Bruce, 38, says, “My first experience with the Claws was literally because I went to the beach with females and they brought like 24 of them. I brought beers, and then I saw black cherry and I was like ‘sh*t, I like black cherry’.” He adds, “I was already drinking LaCroix every so often, and a La Croix option with alcohol? Sheeeeeiiiittt.” 

Aron, 31, asserts, “They’re heavy on taste (especially mango!) and light on calories.” But also, he says, “on a side note: it’s always amusing to me how we as a society claim we want modern men who’re less focused on gender norms and yet we’re still having this conversation because deep down many women still seem to want ‘manly men’ and thus as men we need to justify why drinking a claw, or any drink deemed “girly,” is okay and isn’t dissonant or otherwise at odds with our identities as men.” And yes, he really said this—I will show you my group texts.

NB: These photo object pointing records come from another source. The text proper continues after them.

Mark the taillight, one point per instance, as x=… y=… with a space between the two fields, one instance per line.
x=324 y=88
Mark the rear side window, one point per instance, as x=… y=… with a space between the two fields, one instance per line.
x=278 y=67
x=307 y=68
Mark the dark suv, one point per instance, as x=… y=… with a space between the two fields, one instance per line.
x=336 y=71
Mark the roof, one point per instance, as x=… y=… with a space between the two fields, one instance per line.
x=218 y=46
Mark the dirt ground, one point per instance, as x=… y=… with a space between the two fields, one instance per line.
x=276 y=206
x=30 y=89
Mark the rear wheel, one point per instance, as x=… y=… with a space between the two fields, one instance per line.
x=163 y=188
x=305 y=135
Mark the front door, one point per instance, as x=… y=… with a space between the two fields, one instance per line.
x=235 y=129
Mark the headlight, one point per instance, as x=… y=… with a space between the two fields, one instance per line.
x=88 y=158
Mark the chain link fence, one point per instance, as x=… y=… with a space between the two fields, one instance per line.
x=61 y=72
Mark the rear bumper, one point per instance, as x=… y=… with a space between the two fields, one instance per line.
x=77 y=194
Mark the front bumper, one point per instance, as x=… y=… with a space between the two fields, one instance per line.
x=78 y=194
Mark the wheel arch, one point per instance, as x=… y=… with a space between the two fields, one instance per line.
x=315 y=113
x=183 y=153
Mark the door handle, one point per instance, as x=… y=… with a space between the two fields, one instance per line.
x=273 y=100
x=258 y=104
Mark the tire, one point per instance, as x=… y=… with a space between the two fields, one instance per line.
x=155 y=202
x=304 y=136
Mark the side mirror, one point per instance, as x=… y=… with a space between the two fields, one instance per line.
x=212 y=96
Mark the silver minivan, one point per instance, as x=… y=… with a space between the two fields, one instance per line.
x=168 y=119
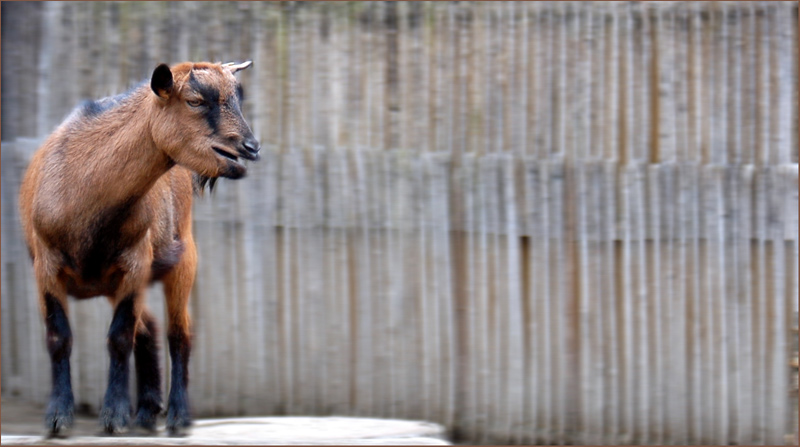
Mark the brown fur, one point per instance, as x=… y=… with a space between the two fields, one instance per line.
x=106 y=201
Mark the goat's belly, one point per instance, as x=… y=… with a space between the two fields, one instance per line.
x=81 y=286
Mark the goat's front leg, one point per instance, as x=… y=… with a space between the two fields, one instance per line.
x=128 y=305
x=148 y=374
x=177 y=286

To all the men that think they are too “manly” to drink White Claw .. sorry ahead of time if your girl at my place drinking claws

— White Claw Gang (@whiteclawcrew) August 10, 2019

Phillips says the BON & VIV demo is “split even” but female-skewing. White Claw reps didn’t get back to me for comment, but I would assume their demographic is similar. Basically, the conclusion we as a group came to was, as Aron put it: “It’s just a great drink for everybody and men and women both appreciate a lot of the same characteristics” (taste, sugar content, calories, alcohol content). Or, as Bruce said, “You won’t feel like you went on a bender, fun for both genders.” After having four seltzers last week at the beach and feeling hungover by 9pm, I’m going to disagree with the “not feeling like you went on a bender” claim, but I’m here for the gender universality.

Whether or not spiked seltzers will reign supreme next summer remains to be seen. But for now, stock up on the brand of your choosing and crack one open. Because right now, we’re in a spiked seltzer bubble, and just like any trend—podcasts, festivals—this one is eventually going to burst.